De manera general podemos decir que entre los 9 y 12 meses ya el bebé responde cuando se le llama por su nombre, bien sea prestando atención o respondiendo con palabras, ya que puede ser que pronuncie sus primeras palabras. Su grado de atención le permite sugerir que le lean cuentos, ya que disfruta de esta actividad.

Tira y encoge

Para este juego tan sólo hace falta un pedazo de tela o de cinta larga. Nos sentamos en el suelo, de frente al bebé, y le invitamos a que tome una punta de la tela o de la cinta lo más fuerte que pueda. Mientras tanto, el adulto agarra la otra punta de la cinta o de la tela y comienza a tirar de ella. Se debe indicar al bebé que no la suelte y que la agarre firmemente. Cuando el bebé suelte la tela o la cinta, le insistimos en que trate de agarrarla fuerte y de halarla hacia atrás. Cuando el adulto sienta que el bebé hala la cinta o la tela con un poco de fuerza, entonces el adulto soltará la tela para dar a entender que el bebé ganó.

Con este ejercicio se logra fortalecer los brazos del bebé y estimular la capacidad de agarrar cosas.

Arte con papel

Para este juego se debe comprar papel de seda de muchos colores vivos.
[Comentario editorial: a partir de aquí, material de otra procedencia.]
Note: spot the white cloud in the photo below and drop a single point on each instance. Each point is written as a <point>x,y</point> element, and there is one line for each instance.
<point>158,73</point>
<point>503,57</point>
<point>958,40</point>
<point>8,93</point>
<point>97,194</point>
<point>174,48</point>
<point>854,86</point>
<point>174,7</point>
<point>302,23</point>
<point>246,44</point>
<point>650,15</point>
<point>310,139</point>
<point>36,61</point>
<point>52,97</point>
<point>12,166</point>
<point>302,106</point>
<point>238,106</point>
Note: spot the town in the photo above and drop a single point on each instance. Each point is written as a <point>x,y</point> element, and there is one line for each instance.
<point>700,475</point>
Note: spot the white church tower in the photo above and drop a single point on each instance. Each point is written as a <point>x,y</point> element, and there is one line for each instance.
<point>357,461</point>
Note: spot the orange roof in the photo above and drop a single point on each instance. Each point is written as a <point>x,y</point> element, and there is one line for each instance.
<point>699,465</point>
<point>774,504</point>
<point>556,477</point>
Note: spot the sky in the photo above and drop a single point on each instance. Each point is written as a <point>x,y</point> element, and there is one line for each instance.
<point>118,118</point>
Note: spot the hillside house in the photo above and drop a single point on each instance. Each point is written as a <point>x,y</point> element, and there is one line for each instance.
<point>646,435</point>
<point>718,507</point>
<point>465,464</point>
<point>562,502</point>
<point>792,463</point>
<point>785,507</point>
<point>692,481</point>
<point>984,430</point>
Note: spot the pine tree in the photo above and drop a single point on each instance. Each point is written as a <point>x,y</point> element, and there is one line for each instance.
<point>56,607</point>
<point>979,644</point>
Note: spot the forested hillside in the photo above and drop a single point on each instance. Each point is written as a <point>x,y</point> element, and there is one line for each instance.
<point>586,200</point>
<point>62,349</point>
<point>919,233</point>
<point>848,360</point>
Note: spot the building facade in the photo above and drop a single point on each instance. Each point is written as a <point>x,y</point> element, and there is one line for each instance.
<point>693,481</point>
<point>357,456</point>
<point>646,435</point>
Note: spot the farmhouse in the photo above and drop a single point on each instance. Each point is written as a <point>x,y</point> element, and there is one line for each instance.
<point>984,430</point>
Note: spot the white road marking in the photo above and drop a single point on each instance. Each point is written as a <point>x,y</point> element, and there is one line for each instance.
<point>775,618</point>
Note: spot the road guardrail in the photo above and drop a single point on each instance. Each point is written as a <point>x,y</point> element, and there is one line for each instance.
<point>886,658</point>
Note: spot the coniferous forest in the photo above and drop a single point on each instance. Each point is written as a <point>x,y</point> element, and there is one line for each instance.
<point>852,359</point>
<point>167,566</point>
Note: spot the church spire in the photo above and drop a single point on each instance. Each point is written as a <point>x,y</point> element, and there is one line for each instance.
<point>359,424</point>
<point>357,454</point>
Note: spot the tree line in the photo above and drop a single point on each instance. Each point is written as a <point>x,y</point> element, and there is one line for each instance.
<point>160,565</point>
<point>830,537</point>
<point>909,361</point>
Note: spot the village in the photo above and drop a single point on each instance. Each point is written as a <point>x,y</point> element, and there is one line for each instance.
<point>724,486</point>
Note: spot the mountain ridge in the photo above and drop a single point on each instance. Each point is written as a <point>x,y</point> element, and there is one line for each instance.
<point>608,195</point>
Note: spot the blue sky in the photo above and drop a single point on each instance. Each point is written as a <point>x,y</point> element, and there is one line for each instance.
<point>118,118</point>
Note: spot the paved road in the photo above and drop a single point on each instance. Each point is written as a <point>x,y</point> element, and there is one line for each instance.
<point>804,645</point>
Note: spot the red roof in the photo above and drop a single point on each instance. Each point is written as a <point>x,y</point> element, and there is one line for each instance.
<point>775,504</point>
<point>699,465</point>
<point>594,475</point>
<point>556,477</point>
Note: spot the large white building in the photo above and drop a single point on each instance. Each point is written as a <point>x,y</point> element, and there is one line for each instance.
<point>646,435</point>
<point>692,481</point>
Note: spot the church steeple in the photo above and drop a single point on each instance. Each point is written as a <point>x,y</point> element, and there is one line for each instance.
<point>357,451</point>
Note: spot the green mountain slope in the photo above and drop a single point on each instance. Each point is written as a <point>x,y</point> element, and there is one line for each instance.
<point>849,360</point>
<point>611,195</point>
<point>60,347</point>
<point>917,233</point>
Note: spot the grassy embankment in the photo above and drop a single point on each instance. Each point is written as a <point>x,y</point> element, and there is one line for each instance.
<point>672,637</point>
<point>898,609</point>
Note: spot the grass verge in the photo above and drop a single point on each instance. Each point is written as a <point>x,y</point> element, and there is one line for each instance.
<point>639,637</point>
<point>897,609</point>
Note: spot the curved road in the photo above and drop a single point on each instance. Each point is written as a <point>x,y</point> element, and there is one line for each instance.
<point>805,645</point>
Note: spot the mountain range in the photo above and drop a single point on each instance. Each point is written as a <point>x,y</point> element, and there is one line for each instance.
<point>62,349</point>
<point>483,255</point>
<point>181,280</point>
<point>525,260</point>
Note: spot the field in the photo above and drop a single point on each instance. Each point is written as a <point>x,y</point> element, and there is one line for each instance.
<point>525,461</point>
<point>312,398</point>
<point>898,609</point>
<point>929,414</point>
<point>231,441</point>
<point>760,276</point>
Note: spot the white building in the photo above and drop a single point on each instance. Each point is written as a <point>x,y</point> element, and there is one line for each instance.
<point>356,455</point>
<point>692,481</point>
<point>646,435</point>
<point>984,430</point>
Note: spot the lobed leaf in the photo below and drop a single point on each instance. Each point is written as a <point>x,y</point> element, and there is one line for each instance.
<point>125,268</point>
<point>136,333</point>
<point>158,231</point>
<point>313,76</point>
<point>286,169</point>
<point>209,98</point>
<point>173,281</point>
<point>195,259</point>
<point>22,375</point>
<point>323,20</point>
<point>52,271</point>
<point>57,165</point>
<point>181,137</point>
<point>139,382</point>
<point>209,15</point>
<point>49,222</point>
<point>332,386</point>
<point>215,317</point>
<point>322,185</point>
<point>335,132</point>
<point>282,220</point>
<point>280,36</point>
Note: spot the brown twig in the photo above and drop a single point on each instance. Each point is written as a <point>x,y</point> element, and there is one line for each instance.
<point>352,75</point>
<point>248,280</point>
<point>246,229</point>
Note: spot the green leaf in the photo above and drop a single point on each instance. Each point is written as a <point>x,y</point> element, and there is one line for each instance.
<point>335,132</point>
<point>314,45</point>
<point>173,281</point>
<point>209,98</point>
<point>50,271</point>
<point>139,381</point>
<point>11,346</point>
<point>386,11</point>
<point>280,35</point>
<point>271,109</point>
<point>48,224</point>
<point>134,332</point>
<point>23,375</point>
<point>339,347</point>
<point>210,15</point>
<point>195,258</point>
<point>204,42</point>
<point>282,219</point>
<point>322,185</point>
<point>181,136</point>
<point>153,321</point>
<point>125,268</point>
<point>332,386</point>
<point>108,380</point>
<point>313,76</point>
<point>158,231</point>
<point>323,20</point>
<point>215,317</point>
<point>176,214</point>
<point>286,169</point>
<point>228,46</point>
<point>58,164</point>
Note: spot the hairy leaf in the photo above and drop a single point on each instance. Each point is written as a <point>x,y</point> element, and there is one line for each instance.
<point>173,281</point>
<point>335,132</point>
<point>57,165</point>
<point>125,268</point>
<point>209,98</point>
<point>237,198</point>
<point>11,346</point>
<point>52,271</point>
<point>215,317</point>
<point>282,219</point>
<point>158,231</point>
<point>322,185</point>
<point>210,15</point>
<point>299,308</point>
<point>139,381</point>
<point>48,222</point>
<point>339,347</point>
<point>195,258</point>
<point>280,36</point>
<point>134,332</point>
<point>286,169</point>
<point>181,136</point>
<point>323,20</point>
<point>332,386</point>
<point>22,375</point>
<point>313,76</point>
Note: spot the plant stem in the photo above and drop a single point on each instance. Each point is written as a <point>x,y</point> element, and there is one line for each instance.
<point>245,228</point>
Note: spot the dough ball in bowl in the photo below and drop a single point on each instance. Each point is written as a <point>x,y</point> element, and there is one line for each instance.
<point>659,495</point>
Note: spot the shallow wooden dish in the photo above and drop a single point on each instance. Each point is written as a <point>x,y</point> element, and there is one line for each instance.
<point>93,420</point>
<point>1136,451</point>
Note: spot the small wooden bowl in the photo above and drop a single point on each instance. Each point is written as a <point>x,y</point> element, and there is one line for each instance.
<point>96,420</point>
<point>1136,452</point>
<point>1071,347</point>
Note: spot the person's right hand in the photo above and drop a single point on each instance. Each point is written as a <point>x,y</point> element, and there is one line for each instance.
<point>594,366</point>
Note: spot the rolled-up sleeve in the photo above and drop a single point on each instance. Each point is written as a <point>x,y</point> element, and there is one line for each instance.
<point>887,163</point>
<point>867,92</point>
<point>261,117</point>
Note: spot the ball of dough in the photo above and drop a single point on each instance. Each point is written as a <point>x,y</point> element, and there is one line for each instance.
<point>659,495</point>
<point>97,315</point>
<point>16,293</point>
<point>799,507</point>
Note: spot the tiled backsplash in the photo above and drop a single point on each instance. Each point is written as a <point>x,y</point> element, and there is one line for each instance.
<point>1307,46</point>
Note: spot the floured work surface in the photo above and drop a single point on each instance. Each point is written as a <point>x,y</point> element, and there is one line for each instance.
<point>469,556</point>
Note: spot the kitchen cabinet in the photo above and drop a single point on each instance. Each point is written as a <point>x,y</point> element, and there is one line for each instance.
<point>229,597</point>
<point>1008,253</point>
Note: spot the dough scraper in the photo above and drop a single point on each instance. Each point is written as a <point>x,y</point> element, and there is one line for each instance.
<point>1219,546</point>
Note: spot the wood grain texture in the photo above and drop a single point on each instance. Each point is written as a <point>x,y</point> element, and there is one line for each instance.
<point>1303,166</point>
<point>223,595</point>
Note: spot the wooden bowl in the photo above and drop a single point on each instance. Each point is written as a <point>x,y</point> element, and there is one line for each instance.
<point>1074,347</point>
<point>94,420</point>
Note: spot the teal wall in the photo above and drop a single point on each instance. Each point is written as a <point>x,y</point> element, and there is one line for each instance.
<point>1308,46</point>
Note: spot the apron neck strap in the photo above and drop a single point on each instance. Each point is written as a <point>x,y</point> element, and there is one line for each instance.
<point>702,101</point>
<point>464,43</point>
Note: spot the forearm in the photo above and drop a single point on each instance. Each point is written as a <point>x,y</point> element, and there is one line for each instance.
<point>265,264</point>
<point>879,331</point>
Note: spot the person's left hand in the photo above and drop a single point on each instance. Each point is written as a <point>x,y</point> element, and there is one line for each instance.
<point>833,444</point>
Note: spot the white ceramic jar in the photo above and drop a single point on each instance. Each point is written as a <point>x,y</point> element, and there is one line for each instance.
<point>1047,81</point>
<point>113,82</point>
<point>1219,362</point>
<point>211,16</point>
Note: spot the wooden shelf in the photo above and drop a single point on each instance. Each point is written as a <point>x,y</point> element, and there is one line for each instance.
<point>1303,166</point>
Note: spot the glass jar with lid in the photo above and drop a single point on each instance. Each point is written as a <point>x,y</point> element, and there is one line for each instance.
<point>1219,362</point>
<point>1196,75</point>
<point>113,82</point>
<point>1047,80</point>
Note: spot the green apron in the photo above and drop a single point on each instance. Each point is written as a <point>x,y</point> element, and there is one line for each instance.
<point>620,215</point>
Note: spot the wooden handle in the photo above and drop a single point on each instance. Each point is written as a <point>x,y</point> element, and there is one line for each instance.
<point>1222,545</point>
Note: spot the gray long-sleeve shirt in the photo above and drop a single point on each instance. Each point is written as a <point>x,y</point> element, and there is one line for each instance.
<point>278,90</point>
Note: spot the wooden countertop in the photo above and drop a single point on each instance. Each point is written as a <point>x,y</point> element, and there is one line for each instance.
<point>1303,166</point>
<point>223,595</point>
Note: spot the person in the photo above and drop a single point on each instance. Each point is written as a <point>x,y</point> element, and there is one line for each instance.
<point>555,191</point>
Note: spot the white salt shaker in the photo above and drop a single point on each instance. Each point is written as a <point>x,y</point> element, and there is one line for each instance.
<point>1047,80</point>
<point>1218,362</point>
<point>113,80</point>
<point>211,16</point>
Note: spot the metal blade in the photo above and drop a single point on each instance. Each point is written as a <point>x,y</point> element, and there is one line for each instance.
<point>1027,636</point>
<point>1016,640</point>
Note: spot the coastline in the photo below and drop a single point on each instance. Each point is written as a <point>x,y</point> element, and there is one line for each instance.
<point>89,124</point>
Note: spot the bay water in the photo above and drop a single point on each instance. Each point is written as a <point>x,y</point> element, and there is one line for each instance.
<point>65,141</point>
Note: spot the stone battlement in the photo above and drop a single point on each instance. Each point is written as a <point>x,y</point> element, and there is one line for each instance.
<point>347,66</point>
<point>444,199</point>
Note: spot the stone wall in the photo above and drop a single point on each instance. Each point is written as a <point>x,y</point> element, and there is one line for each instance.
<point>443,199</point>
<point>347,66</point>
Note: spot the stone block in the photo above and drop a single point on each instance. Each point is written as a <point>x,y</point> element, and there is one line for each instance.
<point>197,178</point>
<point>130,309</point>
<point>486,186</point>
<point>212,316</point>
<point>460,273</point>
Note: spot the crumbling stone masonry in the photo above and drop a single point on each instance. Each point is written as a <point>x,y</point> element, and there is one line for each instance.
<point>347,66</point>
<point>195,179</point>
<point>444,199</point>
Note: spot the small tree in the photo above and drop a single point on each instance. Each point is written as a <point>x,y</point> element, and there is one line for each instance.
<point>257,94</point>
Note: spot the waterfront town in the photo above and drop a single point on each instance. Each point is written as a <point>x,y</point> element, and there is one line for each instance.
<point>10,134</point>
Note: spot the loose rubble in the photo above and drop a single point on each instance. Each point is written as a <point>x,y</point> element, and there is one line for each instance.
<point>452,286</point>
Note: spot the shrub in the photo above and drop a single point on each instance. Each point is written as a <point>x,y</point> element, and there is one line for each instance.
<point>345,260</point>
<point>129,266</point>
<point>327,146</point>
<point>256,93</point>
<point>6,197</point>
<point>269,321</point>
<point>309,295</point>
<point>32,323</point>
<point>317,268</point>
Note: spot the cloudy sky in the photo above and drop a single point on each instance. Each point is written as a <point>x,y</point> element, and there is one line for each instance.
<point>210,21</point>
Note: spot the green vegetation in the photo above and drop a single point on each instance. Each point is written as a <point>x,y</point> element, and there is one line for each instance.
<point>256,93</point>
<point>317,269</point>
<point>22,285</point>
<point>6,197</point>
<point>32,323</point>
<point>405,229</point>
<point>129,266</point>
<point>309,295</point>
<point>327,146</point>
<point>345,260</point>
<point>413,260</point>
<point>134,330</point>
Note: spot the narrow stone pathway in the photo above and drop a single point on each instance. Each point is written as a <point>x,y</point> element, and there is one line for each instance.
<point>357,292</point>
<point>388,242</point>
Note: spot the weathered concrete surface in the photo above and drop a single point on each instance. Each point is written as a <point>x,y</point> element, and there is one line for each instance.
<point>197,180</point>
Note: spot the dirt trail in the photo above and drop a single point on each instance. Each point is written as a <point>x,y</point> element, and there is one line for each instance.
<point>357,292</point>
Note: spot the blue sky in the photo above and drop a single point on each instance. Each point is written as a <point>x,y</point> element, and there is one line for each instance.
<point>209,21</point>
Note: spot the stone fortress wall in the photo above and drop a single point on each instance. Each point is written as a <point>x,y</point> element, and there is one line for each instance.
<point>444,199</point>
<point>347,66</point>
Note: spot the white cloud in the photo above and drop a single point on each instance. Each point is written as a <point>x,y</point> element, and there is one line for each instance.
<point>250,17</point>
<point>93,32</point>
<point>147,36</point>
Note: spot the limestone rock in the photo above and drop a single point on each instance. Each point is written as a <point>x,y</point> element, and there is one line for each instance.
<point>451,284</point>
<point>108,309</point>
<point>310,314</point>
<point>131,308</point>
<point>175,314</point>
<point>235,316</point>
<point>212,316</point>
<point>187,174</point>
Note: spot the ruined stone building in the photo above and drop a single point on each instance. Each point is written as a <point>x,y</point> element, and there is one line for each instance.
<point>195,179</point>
Siempre para el bebé representa una curiosidad observar y examinar los objetos, por eso, el juego puede comenzar desde el momento en que le deje la bolsa con los papeles al alcance de sus manos para que saque los papeles él mismo.

Puede dejar al bebé que experimente con los papeles o servirle de modelo, bien sea rasgándolos, arrugándolos, haciéndolos volar por el aire, utilizándolos de guantes para gatear, o cualquier otra cosa que parta de su creatividad y que será imitado por el bebé. Puede finalizar el juego haciendo que entre el bebé y usted introduzcan nuevamente los papeles en la bolsa. De esta manera se motivarán los hábitos de orden en el bebé.

Con este ejercicio se estimula la expresión plástica del bebé y su habilidad en la manipulación de objetos.

Pequeño constructor

Los juegos de construcción son ideales para que el bebé en esta etapa dé rienda suelta a su imaginación. Dele a su bebé una caja con tacos, cajas o recipientes con los que pueda hacer torres. Tome siempre la precaución de darle objetos grandes al bebé, que no quepan en su boca.

Puede intentar dejar al bebé jugar libremente con los tacos o, igual que en el ejercicio anterior, proceder a servirle de modelo haciendo unas torres o construcciones para que el bebé lo imite. Evite corregir constantemente las construcciones del bebé, ya que de las caídas de las torres el bebé también aprenderá. Además, el derribar la construcción también puede formar parte divertida del juego del bebé.

Con este ejercicio se fomenta el aprendizaje a través de la imitación y comenzará a reconocer cómo es la permanencia de los objetos.